9. Vertica Systems
Founded: March 2005
Location: Massachusetts, U.S.
What does the company offer? A database management system that runs on Linux-based hardware. The product, expected to be released in the second half of this year, is described by Vertica as a "grid-enabled, column-oriented relational database management system" that handles data warehousing, business intelligence, fraud detection and other applications in networks with hundreds of terabytes of data. Vertica founders say their system will return query results 10 to 100 times faster than current products. Databases built with a row-oriented architecture are optimized to write data into systems quickly and reliably, they say. Vertica's database system, on the other hand, stores content by column rather than by row, and represents data in the format in which it is meant to be viewed, as opposed to the way it was written into the system, according to Vertica.
Why is it worth watching? Vertica was co-founded by Michael Stonebraker, the main architect of the Ingres and Postgres database management systems. Ray Lane, Oracle's ex-president and COO, is a special adviser to Vertica, and former Oracle senior vice president Jerry Held is Vertica's chairman.
How did the company get its start? Stonebraker and fellow co-founder Andrew Palmer, Vertica's CEO, wanted to make data more accessible to enterprise employees. "We believe that more people in the enterprise need access to more data than ever before. Their expectations in terms of the speed of that access are going up rapidly," Palmer says.
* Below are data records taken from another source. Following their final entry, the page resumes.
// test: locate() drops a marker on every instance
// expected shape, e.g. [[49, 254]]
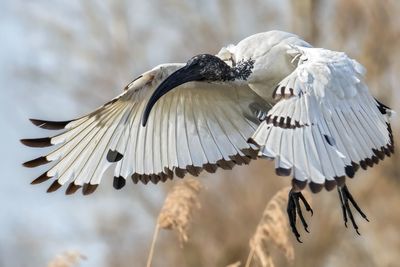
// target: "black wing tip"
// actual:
[[114, 156], [54, 187], [37, 142], [119, 182], [72, 188], [330, 185], [50, 125], [88, 189], [42, 178], [36, 162]]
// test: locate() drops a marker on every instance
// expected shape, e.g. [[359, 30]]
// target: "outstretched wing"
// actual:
[[204, 126], [326, 124]]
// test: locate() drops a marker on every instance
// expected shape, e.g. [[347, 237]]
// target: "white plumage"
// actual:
[[307, 108]]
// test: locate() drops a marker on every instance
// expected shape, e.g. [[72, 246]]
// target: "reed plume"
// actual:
[[273, 229], [67, 259], [177, 211]]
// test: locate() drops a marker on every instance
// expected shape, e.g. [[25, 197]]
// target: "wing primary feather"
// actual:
[[37, 142], [50, 125], [36, 162]]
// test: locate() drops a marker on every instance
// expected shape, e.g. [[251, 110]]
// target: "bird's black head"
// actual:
[[203, 67], [209, 68]]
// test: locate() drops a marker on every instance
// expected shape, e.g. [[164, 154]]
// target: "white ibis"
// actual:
[[271, 96]]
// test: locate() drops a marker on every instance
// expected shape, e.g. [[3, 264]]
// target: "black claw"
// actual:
[[346, 198], [294, 209]]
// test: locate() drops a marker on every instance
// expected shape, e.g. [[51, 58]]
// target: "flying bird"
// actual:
[[271, 96]]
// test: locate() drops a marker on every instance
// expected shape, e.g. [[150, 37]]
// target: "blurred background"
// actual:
[[60, 59]]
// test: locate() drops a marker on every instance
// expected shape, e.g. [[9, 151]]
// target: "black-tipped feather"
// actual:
[[50, 125], [42, 178], [35, 162], [37, 142], [89, 188], [330, 185], [72, 188], [340, 180], [54, 186], [119, 182], [114, 156]]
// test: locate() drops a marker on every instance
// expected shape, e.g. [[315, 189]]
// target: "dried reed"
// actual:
[[273, 229], [67, 259], [177, 211], [235, 264]]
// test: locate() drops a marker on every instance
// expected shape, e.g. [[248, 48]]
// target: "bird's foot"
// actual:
[[294, 209], [345, 199]]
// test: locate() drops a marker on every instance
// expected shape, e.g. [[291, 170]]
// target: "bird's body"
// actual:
[[272, 95]]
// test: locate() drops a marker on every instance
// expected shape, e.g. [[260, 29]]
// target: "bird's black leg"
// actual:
[[294, 209], [346, 198]]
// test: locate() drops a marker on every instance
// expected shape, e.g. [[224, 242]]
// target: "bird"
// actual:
[[271, 96]]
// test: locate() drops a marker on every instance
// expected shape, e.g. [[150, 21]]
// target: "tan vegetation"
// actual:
[[273, 229], [234, 200], [177, 211], [67, 259]]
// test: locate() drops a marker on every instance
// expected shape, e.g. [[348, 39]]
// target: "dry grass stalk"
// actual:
[[235, 264], [273, 229], [67, 259], [177, 211]]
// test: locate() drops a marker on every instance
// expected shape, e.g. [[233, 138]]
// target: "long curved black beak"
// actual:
[[183, 75]]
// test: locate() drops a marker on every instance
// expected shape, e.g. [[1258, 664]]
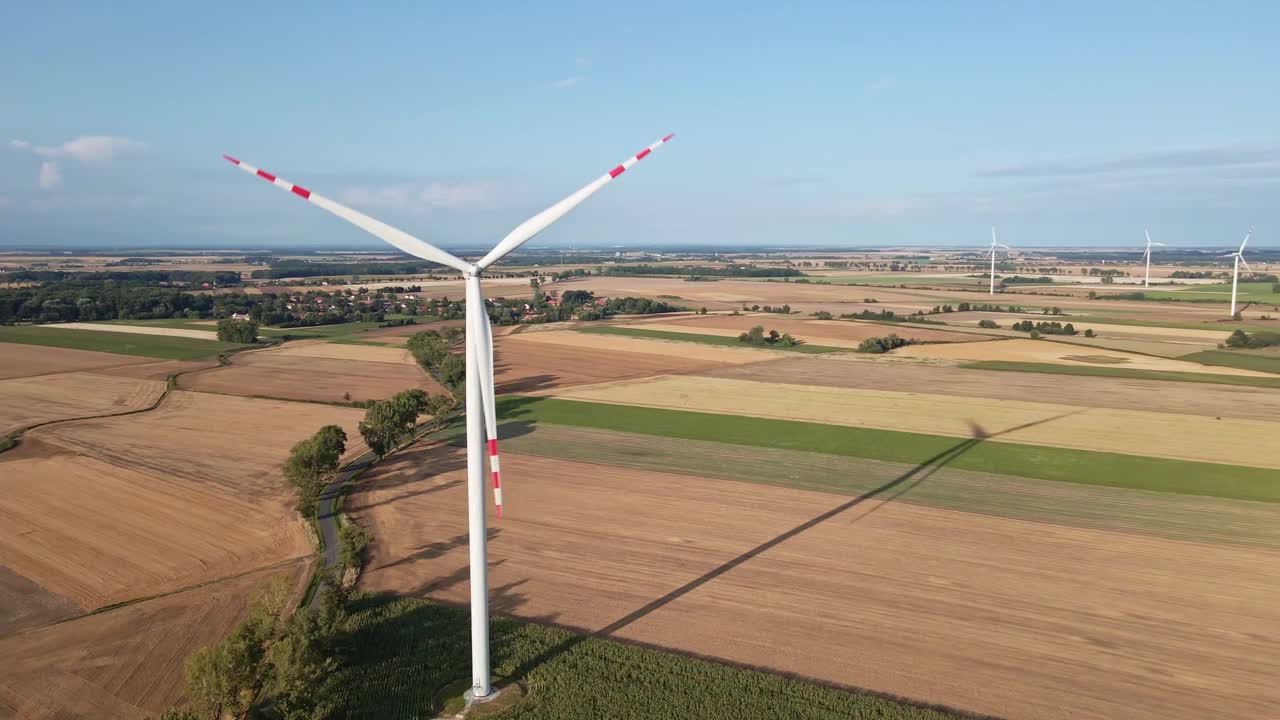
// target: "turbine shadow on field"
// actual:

How did the company get its name? The name Vertica represents the company's column-oriented approach to database management.
CEO and background: Before Vertica, Palmer co-founded Infinity Pharmaceuticals in Boston and was senior vice president of operations as the company raised more than US$140 million in financing and grew to more than 100 employees.
Who's using the product? Ten early adopters, including HP and Red Hat.